Julie's Quest

Hello, and welcome to my blog. My blog is about the trials and tribulations of writing, where we celebrate successes and commiserate our near misses. We tell it like it is here and will do our very best to help you on the road to being published and pick you up after the rejections (they will come!) Whether you are a professional or amateur writer you will find something useful here.

I hope you enjoy reading my posts and will visit again soon.

Happy Writing

Julie Phillips - freelance writer - member of the Association of Freelance Writers - member of the Society of Authors

Saturday, 10 September 2011

Give us a clue

I was reading the new issue of Take A Break Fiction Feast the other day. Once I got over the disappointment that, yet again, several of my short stories that I had subbed to this magazine had been rejected, and I wasn't going to see one of my stories in there, I started to analyse it again. One thing that struck me this time was that if you look at the one or two sentence pop up text in the stories, usually in a bigger font size, you can find out a lot about the story before you read it.

Possible examples could include:

      'Jude was sure he'd get the big promotion this time, but who was trying to stop him?'
      'Mike wants to emigrate but will meeting his first love again make him change his plans?'
      'Carla  promised James that she'd change, but will she?'
      'Will Anna ever get away from the life she hates to be with Joe?'

It then occurred to me that if I could create a 'pop-out' text for my own short stories, when I come up with a short story idea, it might help me to better plan out my story and help me to see what my conflict is and what the possible resolution might be. Trying to layout the crux of my story in this way, rather like the blurb on the back of a book, but a lot shorter, might help me to write better stories, ie, stories that I have thought about: are they real stories or just a sequence of events? Is the story an original idea with that special spark editors are looking for? Or could I tweak it to make it better?

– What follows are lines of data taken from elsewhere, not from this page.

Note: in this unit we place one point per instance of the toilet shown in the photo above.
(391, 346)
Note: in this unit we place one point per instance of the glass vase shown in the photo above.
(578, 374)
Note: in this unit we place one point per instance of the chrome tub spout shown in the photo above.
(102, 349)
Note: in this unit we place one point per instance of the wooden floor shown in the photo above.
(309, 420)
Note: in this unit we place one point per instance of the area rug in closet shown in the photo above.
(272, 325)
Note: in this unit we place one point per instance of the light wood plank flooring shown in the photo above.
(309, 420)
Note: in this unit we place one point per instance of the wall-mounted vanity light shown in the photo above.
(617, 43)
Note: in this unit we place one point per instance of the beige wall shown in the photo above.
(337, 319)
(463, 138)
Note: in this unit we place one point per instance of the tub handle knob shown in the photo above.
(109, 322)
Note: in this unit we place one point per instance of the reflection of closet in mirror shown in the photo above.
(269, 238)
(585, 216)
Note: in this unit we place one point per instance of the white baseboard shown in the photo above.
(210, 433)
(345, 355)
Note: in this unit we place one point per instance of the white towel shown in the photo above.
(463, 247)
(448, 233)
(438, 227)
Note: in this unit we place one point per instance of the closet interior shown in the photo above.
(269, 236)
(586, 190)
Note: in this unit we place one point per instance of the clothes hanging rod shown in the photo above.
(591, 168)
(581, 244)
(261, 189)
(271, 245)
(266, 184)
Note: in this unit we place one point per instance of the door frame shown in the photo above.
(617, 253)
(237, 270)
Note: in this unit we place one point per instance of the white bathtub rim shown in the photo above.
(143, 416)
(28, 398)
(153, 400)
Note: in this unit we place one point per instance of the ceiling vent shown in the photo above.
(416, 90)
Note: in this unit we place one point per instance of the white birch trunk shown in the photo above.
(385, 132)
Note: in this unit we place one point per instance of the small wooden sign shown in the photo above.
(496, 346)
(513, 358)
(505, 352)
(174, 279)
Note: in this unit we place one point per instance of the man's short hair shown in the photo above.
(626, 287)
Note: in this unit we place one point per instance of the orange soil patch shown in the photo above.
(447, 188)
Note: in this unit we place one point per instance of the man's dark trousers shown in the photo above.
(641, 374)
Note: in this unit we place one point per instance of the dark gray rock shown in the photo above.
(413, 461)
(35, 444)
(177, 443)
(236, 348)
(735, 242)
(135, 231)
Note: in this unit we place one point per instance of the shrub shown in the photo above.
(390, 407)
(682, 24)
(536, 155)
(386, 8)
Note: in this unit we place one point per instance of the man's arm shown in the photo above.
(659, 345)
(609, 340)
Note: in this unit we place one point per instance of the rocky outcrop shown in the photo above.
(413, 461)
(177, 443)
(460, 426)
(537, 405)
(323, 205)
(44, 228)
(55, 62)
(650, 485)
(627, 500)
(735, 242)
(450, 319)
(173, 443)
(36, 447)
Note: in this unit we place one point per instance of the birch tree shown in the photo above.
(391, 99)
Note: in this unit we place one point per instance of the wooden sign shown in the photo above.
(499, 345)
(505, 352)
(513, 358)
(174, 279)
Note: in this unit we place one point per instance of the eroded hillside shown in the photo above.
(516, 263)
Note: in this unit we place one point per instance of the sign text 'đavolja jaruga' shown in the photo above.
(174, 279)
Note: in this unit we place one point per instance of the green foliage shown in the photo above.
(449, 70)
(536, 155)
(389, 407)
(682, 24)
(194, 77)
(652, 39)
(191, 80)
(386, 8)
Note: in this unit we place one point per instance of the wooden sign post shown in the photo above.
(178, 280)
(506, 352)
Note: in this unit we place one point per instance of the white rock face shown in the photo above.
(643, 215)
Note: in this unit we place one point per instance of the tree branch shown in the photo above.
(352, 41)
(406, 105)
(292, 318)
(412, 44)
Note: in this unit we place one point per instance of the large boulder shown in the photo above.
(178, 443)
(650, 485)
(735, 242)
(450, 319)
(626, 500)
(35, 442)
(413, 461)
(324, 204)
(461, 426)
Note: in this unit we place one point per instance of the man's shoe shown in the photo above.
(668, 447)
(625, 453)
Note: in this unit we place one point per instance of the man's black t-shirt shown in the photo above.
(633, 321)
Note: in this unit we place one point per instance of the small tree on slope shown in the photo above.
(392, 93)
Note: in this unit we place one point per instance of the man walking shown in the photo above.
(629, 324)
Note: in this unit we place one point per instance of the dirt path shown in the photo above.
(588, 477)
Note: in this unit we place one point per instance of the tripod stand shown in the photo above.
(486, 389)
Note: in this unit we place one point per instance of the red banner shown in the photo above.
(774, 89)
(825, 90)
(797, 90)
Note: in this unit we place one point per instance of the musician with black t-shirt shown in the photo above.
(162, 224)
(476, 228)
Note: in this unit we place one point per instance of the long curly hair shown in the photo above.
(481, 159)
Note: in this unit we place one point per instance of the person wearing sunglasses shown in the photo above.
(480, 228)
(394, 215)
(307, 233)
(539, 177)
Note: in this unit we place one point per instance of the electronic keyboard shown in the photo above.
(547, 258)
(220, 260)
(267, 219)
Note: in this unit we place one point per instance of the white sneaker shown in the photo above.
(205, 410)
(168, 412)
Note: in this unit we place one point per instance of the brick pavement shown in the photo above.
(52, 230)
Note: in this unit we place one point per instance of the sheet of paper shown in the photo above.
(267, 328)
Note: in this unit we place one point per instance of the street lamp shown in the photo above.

Along with the mind mapping for my stories I started last week, I'm finding that this other technique of reading the pop-up texts and writing them for my own short stories is also helping me to get a better and much clearer picture of what my stories are about.

I haven't done much short story writing this week as I've been trying to get two assignments for the journalism course I'm doing finished. But I do have several short stories at various draft stages to get my teeth into in the coming few weeks. I'm taking it slower than usual and really taking the time to let my stories rest in between edits and allowing myself to think a lot more about what my stories are about and how I can improve them. It's been an interesting exercise and I'm hoping my stories and publication rate will improve as a result. It's not easy getting published but we have to give our stories a fighting chance by doing all we can to raise our own standards.

What are you doing to improve your chances of publication?

Happy writing

Julie xx

4 comments:

Diane Fordham said...

Hi Julie - I really like that idea. Thanks for that. :-)

Julie P said...

Hi, Diane -

I don't know why it hadn't crossed my mind before - it takes a while for things to sink in to my brain!

Julie xx

Frances Garrood said...

I'm being very bad and recycling (very) old plots, with some success (otherwise I'm a bit short on ideas at the moment).
Probably not to be recommended, though...

Julie P said...

I don't know, Frances - you've had some success with it so it can't be too bad doing that! My ideas seem to come to me in little flurries - I get several together and then none for a while!